By Christian McNeill
The thing which really distinguishes the 3 Principles understanding from every other management, training or therapeutic approach is a fundamental clarity about how human experience is created. Other approaches might credit thought as being a factor in a person’s experience. However they will still describe jobs as being ‘stressful’, writings as being ‘inflammatory’ or other people as ‘difficult’. 3 Principles recognises that circumstances exist in the world but points to the fact that our experience of the circumstances is a thought created reality. Feelings are created by the principle of Thought, not by circumstances. 100% of the time, without exception. There is only one direction of travel. This exclusive inside-out direction is what makes 3 Principles unique.
Syd Banks had a massive insight about this at the outset of his epiphany.
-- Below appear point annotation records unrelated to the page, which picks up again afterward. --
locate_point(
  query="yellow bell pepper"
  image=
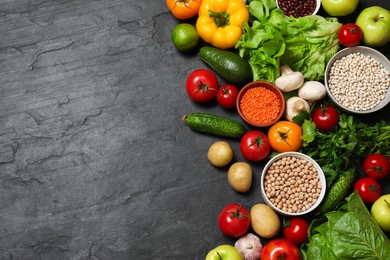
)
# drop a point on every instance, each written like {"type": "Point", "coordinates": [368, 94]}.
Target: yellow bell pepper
{"type": "Point", "coordinates": [220, 22]}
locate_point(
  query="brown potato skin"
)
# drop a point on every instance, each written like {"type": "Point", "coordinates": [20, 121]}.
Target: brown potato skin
{"type": "Point", "coordinates": [264, 220]}
{"type": "Point", "coordinates": [240, 176]}
{"type": "Point", "coordinates": [220, 154]}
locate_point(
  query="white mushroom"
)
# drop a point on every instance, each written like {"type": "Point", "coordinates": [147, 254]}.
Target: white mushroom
{"type": "Point", "coordinates": [289, 80]}
{"type": "Point", "coordinates": [249, 246]}
{"type": "Point", "coordinates": [312, 91]}
{"type": "Point", "coordinates": [294, 106]}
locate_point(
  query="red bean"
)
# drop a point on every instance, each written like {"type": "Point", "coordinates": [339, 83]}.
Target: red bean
{"type": "Point", "coordinates": [297, 8]}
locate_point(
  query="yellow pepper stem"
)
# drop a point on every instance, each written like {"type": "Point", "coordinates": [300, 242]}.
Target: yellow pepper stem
{"type": "Point", "coordinates": [221, 19]}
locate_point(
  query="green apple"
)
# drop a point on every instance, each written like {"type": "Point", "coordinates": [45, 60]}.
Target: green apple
{"type": "Point", "coordinates": [339, 7]}
{"type": "Point", "coordinates": [224, 252]}
{"type": "Point", "coordinates": [380, 211]}
{"type": "Point", "coordinates": [375, 24]}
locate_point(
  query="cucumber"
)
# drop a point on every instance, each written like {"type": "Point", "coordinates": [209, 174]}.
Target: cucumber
{"type": "Point", "coordinates": [229, 65]}
{"type": "Point", "coordinates": [215, 125]}
{"type": "Point", "coordinates": [338, 191]}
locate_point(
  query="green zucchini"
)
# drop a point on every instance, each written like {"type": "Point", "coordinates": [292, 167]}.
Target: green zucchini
{"type": "Point", "coordinates": [215, 125]}
{"type": "Point", "coordinates": [229, 65]}
{"type": "Point", "coordinates": [338, 191]}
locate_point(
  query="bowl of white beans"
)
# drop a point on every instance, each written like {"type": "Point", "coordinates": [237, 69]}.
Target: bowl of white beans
{"type": "Point", "coordinates": [357, 80]}
{"type": "Point", "coordinates": [293, 184]}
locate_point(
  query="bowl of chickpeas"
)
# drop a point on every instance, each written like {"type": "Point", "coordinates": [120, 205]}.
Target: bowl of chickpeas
{"type": "Point", "coordinates": [357, 80]}
{"type": "Point", "coordinates": [293, 184]}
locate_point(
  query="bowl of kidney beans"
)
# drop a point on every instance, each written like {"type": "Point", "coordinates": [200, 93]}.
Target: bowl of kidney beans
{"type": "Point", "coordinates": [299, 8]}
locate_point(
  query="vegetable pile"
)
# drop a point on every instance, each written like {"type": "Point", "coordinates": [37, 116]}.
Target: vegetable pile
{"type": "Point", "coordinates": [347, 233]}
{"type": "Point", "coordinates": [257, 41]}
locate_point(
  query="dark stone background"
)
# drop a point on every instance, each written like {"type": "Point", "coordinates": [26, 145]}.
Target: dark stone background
{"type": "Point", "coordinates": [95, 161]}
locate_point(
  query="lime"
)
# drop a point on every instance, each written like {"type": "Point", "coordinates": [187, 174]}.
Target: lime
{"type": "Point", "coordinates": [185, 37]}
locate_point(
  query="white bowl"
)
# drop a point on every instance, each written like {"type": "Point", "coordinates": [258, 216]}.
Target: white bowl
{"type": "Point", "coordinates": [320, 174]}
{"type": "Point", "coordinates": [368, 52]}
{"type": "Point", "coordinates": [318, 6]}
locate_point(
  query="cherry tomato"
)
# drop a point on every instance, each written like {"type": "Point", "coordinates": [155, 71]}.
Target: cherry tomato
{"type": "Point", "coordinates": [368, 189]}
{"type": "Point", "coordinates": [234, 220]}
{"type": "Point", "coordinates": [376, 166]}
{"type": "Point", "coordinates": [285, 136]}
{"type": "Point", "coordinates": [350, 34]}
{"type": "Point", "coordinates": [184, 9]}
{"type": "Point", "coordinates": [280, 248]}
{"type": "Point", "coordinates": [326, 118]}
{"type": "Point", "coordinates": [202, 85]}
{"type": "Point", "coordinates": [227, 96]}
{"type": "Point", "coordinates": [255, 145]}
{"type": "Point", "coordinates": [295, 230]}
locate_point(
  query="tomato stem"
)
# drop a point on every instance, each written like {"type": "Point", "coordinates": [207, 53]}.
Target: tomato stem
{"type": "Point", "coordinates": [221, 19]}
{"type": "Point", "coordinates": [237, 214]}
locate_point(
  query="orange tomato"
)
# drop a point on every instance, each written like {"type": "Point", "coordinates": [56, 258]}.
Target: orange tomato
{"type": "Point", "coordinates": [285, 136]}
{"type": "Point", "coordinates": [184, 9]}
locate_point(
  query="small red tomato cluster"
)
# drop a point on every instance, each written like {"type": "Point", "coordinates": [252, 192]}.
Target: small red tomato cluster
{"type": "Point", "coordinates": [376, 168]}
{"type": "Point", "coordinates": [202, 86]}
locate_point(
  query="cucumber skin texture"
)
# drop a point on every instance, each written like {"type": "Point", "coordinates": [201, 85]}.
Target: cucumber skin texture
{"type": "Point", "coordinates": [338, 191]}
{"type": "Point", "coordinates": [229, 65]}
{"type": "Point", "coordinates": [215, 125]}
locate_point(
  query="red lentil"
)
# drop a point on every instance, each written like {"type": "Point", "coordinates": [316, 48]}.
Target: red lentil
{"type": "Point", "coordinates": [260, 105]}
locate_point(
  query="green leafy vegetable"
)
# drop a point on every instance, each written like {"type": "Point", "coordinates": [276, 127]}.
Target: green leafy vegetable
{"type": "Point", "coordinates": [348, 233]}
{"type": "Point", "coordinates": [272, 39]}
{"type": "Point", "coordinates": [336, 150]}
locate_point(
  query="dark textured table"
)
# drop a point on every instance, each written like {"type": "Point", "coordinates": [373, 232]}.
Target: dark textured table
{"type": "Point", "coordinates": [95, 161]}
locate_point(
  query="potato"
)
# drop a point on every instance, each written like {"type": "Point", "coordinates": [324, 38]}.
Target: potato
{"type": "Point", "coordinates": [240, 176]}
{"type": "Point", "coordinates": [220, 154]}
{"type": "Point", "coordinates": [264, 220]}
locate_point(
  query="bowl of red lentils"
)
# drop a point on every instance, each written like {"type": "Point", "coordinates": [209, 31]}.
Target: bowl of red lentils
{"type": "Point", "coordinates": [299, 8]}
{"type": "Point", "coordinates": [260, 103]}
{"type": "Point", "coordinates": [357, 80]}
{"type": "Point", "coordinates": [293, 184]}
With others, including me, it seems to be more of a slow burn. So to expand on this with an example.
This week I was speaking with a business owner and parent, Jed*, who was struggling financially [income wasn’t meeting outgoings], dependent on an unreliable agent to find work and failing to find the partner he sought to create a consultancy business. There were clearly circumstances in his life which were unsustainable. And he, unsurprisingly, had a lot of anxiety, frustration and victimhood around this. Jed is familiar with the 3 Principles and we talked about coming back to the truth, that all feelings indicate are the quality of thought in the moment.
This is NOT a denial of circumstance. Nor is it a lack of compassion for the pain which has innocently been created. It is simply a recognition that the Thought/feeling connection is distinct from the fact of circumstances. They are 2 different trajectories even if most people are unaware of that. At that point Jed was unable to see it. (I suspect he was hearing that I thought his circumstances were not important, which was not the case.) He assured me that he was quite capable of reframing the lack of work as a positive experience as he had more free time for other things.
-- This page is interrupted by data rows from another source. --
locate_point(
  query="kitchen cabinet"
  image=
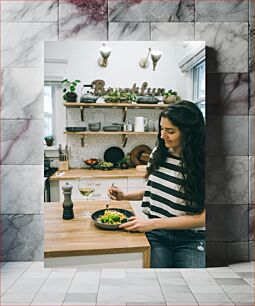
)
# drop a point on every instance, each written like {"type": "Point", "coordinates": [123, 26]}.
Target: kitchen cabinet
{"type": "Point", "coordinates": [123, 106]}
{"type": "Point", "coordinates": [128, 180]}
{"type": "Point", "coordinates": [78, 242]}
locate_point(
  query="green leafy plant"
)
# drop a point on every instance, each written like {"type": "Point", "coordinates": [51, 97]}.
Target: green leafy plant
{"type": "Point", "coordinates": [49, 140]}
{"type": "Point", "coordinates": [171, 97]}
{"type": "Point", "coordinates": [118, 96]}
{"type": "Point", "coordinates": [69, 90]}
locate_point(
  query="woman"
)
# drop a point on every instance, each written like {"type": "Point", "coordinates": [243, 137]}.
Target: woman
{"type": "Point", "coordinates": [175, 191]}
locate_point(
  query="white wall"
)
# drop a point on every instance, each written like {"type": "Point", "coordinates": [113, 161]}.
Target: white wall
{"type": "Point", "coordinates": [123, 69]}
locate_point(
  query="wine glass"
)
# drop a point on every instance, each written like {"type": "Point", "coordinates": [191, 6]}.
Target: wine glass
{"type": "Point", "coordinates": [87, 188]}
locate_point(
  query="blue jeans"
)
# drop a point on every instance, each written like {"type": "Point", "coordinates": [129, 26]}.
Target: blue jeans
{"type": "Point", "coordinates": [177, 248]}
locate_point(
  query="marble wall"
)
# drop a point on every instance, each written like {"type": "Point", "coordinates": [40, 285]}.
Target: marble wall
{"type": "Point", "coordinates": [228, 29]}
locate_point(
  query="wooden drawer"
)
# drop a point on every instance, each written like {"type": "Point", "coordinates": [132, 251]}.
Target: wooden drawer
{"type": "Point", "coordinates": [105, 183]}
{"type": "Point", "coordinates": [136, 182]}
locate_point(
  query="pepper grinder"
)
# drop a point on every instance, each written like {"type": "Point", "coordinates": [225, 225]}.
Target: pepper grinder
{"type": "Point", "coordinates": [67, 204]}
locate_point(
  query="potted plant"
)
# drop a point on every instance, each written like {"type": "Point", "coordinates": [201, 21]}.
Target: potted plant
{"type": "Point", "coordinates": [124, 162]}
{"type": "Point", "coordinates": [49, 140]}
{"type": "Point", "coordinates": [69, 90]}
{"type": "Point", "coordinates": [171, 97]}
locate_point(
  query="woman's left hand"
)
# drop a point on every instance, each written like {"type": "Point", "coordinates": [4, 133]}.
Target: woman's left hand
{"type": "Point", "coordinates": [135, 224]}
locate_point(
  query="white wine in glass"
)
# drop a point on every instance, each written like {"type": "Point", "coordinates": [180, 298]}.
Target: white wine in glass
{"type": "Point", "coordinates": [87, 188]}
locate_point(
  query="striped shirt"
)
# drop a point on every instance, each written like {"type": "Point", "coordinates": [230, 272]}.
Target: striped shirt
{"type": "Point", "coordinates": [163, 196]}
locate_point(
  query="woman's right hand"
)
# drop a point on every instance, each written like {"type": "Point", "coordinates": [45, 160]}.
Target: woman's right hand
{"type": "Point", "coordinates": [114, 193]}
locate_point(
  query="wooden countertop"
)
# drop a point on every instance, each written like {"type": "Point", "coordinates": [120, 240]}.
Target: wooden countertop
{"type": "Point", "coordinates": [74, 174]}
{"type": "Point", "coordinates": [80, 236]}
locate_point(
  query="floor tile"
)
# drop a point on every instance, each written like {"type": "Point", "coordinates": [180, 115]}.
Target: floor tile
{"type": "Point", "coordinates": [180, 299]}
{"type": "Point", "coordinates": [84, 285]}
{"type": "Point", "coordinates": [81, 298]}
{"type": "Point", "coordinates": [243, 267]}
{"type": "Point", "coordinates": [222, 272]}
{"type": "Point", "coordinates": [213, 299]}
{"type": "Point", "coordinates": [175, 288]}
{"type": "Point", "coordinates": [249, 281]}
{"type": "Point", "coordinates": [230, 281]}
{"type": "Point", "coordinates": [49, 299]}
{"type": "Point", "coordinates": [242, 299]}
{"type": "Point", "coordinates": [113, 273]}
{"type": "Point", "coordinates": [237, 289]}
{"type": "Point", "coordinates": [197, 273]}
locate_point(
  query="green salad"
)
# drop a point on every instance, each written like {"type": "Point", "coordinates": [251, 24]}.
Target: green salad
{"type": "Point", "coordinates": [113, 217]}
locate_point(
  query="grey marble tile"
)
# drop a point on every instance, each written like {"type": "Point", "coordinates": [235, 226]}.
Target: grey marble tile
{"type": "Point", "coordinates": [128, 31]}
{"type": "Point", "coordinates": [251, 68]}
{"type": "Point", "coordinates": [22, 237]}
{"type": "Point", "coordinates": [29, 10]}
{"type": "Point", "coordinates": [83, 20]}
{"type": "Point", "coordinates": [227, 94]}
{"type": "Point", "coordinates": [227, 223]}
{"type": "Point", "coordinates": [22, 142]}
{"type": "Point", "coordinates": [25, 48]}
{"type": "Point", "coordinates": [227, 42]}
{"type": "Point", "coordinates": [151, 10]}
{"type": "Point", "coordinates": [251, 180]}
{"type": "Point", "coordinates": [251, 222]}
{"type": "Point", "coordinates": [172, 31]}
{"type": "Point", "coordinates": [251, 250]}
{"type": "Point", "coordinates": [21, 192]}
{"type": "Point", "coordinates": [251, 10]}
{"type": "Point", "coordinates": [251, 135]}
{"type": "Point", "coordinates": [234, 10]}
{"type": "Point", "coordinates": [216, 252]}
{"type": "Point", "coordinates": [238, 251]}
{"type": "Point", "coordinates": [227, 135]}
{"type": "Point", "coordinates": [22, 97]}
{"type": "Point", "coordinates": [227, 180]}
Reframing however is not what the principles point to. When someone truly has an insight about the real source of their distress in a ‘difficult’ situation – i.e. their thinking [both visible and invisible] – they gain a deep level of clarity. A lot of extraneous thinking falls away. From that clarity the situation can be seen far more accurately and it is suddenly obvious what if anything needs to be done next. The recognition that 100% of our experience is being created by Thought is not an invitation to be ineffective or a doormat. It’s a truth which sets people free. There is no situation, even life threatening emergencies, where that quiet clarity cannot occur.
After someone has sleep walked into a crisis such as insolvency, observers might ask. ‘What were they thinking?’ And that is the point. There is so much noise going on in their heads, innocently creating unhelpful feelings, that clarity and common sense are obscured.
If Jed were to have an insight about the true source of his feelings, the thinking behind it would fall away leaving him clear to see what steps were appropriate. Sometimes in that clarity it becomes obvious that what seemed like a huge problem was nothing but trivial nonsense; other times it is patent that immediate action is required; and often resources and ideas which were invisible someone has a lot on their mind, suddenly materialise. And ironically using ‘reframing’ to create positive feelings about a genuinely difficult situation can actually take someone further away from clarity and prolong the issue.
The question we can gently come back to when caught up in painful feelings is, ‘Where is my experience right now coming from?’
The more deeply someone looks in this direction the more profoundly they ‘get’ that if all they are dealing with are feelings created by thought in the moment [which by its very nature is transient] that is a lot easier to cope with than having to change the world in order to feel ok.